Being physically fit embodies a large portion of military lifestyle as the cadets may come to realize when they receive their commission. Not all cadets who finish will receive a commission.
“As leaders, you don’t want to ask your Soldiers to do something you can’t do,” Dosier said. “You don’t want to ask soldiers to complete a six-mile run and then you fallout half way through.”
Grant Strem, a cadet from Simpson University in California, did well on his APFT however, wishes he had trained a little harder. He joined the Army ROTC program hoping to continue a military legacy his father, currently a lieutenant colonel with the Army Engineers, started.
The anxiety is high for some cadets as they take this initial APFT.
“For a lot of them this is their very first exposure to any type of real military environment; they are away from their comfort zone,” Dosier said.
“This is a lot more pressure than I’m used to at college and the garrison environment is more involved,” said Shannon Miller, a cadet from Michigan Technological University.
She hopes to continue to keep her APFT scores and her grades up in an effort to earn her commission, work in the nursing field at an intensive care unit and continue the family tradition of serving her country. Six generations of family members served in the military before her, she said.

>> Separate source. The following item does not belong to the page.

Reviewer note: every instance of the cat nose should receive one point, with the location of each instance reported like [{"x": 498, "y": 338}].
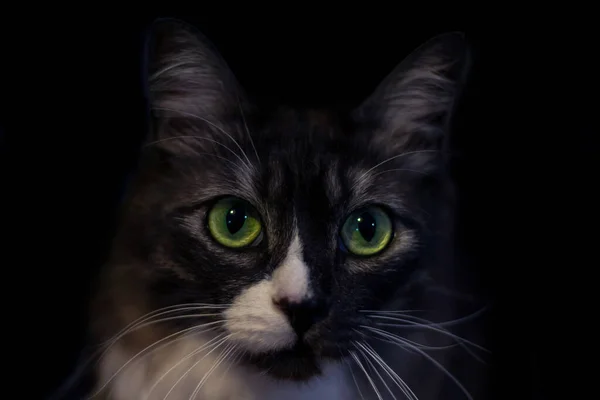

Jessica Wendt, a cadet from South Dakota State University, is pushing herself as hard as she can through Warrior Forge. “I want to see what I’m made of and see how well I can do. I want to lead by example and show people that there is a standard when you wear a uniform,” said Wendt.
Although the APFT is the first test of these potential future leaders, an overall goal of striving to do their best and earning their commission is foremost on their minds. Many of the cadets are striving to continue a family tradition of serving in the military.